Başlık: PKK’ya silah bırakma çağrısında Orta Doğu’daki gelişmelerin etkisi ne düzeyde oldu?
Yazar: Merve Kara-Kaşka (BBC Türkçe)
4 Kasım 2024 MHP Genel Başkanı Devlet Bahçeli’nin PKK lideri Abdullah Öcalan’a yaptığı örgütü kapatma çağrısının ardından, Türkiye ve PKK arasında yeni bir dönemin başlayabileceği ihtimali gündeme geldi. Cumhurbaşkanı Recep Tayyip Erdoğan, 30 Ekim’de Bahçeli’nin mesajını ‘tarihi bir fırsat penceresi’ olarak tanımladı. Öcalan, ‘Koşullar elverişli olursa bu süreci çatışma ve şiddet zemininden hukuki ve siyasi zemine taşımaya olanak sağlayacak teori ve pratik gücüm var’ ifadesini kullandı. Peki, Türkiye ve PKK arasındaki çatışmaları durduracak bu gelişmeler neden şimdi yaşanıyor? BBC Türkçe’ye görüş veren uzmanlara göre, konu yalnızca iç gelişmelerle değil, aynı zamanda Orta Doğu’daki değişen güç dengeleriyle de ilgili. Uzmanlar, Hamas’ın 7 Ekim 2023 tarihi itibariyle gerçekleştirdiği saldırılardan sonraki durumun ‘yeni bir barış sürecini başlatma isteğini’ artırmış olabileceğini belirtiyor. 7 Ekim saldırılarının yıldönümünde Orta Doğu neden bölgesel bir savaşın eşiğine geldi? Türkiye’de PKK ile devlet arasındaki çatışmaları sona erdirmek üzere başlatılan son çözüm süreci 2013 yılı itibariyle başlamış ancak 2015’teki gelişmelerle birlikte uzlaşı ortamı yerini çatışma ortamına bırakmıştı. Milli Savunma Bakanlığı, 2016’dan itibaren Türkiye’nin ‘terörle mücadelede kapsamlı bir strateji değişikliği’ yaptığını açıklamıştı. PKK ile silahlı çatışmalar bu süreçten sonra Suriye ve Irak’a kaymaya başlamıştı.
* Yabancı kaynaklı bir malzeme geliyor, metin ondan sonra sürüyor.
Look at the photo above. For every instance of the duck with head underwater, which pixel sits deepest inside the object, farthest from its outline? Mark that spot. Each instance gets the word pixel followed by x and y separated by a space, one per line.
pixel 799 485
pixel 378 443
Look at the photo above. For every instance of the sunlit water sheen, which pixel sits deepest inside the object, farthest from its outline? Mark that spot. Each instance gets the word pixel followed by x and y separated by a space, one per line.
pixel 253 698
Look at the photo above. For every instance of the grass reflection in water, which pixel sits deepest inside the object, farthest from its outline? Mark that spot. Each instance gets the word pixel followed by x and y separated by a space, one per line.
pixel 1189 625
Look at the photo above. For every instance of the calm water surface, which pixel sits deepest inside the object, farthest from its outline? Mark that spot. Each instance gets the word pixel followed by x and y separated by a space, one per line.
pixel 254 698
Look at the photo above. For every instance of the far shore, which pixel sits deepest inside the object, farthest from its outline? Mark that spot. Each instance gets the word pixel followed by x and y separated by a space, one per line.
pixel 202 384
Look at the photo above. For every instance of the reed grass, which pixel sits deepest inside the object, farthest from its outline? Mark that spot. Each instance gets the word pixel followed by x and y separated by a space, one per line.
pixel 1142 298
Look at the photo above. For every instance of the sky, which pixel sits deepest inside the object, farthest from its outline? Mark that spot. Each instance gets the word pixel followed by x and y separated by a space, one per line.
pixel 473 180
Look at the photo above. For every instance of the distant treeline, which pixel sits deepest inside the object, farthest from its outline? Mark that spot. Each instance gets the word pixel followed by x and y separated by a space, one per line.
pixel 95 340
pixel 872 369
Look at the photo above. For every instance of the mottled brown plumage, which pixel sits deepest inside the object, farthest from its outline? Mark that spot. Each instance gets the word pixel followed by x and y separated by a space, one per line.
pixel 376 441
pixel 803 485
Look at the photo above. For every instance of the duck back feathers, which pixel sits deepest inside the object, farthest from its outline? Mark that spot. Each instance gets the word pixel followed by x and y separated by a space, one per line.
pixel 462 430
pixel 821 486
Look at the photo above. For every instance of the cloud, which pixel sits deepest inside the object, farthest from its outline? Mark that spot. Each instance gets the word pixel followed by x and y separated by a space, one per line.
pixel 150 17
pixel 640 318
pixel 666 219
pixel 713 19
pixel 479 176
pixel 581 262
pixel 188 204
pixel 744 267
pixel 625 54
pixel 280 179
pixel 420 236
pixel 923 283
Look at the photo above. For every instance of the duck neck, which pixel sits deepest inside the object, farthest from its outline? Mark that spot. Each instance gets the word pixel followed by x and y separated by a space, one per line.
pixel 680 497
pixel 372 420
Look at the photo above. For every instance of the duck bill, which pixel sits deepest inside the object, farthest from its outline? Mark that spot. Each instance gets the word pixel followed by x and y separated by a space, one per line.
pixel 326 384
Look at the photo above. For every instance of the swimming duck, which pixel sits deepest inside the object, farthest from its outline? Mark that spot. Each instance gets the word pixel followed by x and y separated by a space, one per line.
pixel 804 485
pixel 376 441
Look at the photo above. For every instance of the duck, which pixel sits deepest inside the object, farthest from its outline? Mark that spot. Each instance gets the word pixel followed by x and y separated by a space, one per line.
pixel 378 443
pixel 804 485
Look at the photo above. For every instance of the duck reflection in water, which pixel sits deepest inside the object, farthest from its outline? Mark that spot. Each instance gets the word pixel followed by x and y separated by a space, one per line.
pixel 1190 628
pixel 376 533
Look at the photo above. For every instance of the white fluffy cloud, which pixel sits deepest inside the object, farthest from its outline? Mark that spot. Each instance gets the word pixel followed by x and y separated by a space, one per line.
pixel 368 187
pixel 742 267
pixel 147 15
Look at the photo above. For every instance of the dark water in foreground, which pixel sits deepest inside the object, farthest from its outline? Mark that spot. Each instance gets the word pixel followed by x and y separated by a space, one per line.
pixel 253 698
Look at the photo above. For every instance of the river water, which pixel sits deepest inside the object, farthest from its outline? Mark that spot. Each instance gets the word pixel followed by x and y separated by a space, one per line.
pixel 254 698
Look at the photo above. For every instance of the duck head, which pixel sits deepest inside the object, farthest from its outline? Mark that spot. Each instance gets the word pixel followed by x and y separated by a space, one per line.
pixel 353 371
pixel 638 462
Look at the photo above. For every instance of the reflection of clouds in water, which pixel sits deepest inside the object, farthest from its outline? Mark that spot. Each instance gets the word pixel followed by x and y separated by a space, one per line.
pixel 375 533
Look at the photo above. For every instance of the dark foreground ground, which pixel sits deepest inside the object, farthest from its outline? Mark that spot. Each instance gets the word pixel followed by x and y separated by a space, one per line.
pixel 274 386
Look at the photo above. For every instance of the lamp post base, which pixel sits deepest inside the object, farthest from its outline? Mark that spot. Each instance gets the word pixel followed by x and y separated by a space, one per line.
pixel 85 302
BBC Türkçe’ye konuşan Kürt siyasetleri uzmanı Prof. Dr. Mesut Yeğen, Türkiye’nin bu süreçte Suriye ve Irak’ta ‘PKK ve ona bağlı gruplara karşı’ önemli bir üstünlük sağladığına dikkat çekiyor. Yeğen, ‘DEM Parti, Türkiye siyaseti üzerinde etkili bir aktör olmaktan çıkarıldı. Suriye’de kantonlar arası birlik sona erdi. Afrin boşaltıldı ve Irak’ta Türkiye, birçok bölgede pozisyon kazanmış, pek çok karakol tesis etmişti. Türkiye’nin perspektifinden bakıldığında bu durum oldukça olumlu bir tabloydu’ değerlendirmesini yaptı. 7 Ekim saldırılarından sonra İsrail’in Gazze’de gerçekleştirdiği operasyonlarla birlikte bu olumlu görünümün değiştiğini belirten Yeğen, ‘Eğer 7 Ekim’de başlayan süreç, Türkiye’nin gözlemlediği riskleri doğurmasaydı, Bahçeli’nin konuşmasıyla başlayan yeni süreç de muhtemelen ortaya çıkmazdı’ yorumunu yaptı.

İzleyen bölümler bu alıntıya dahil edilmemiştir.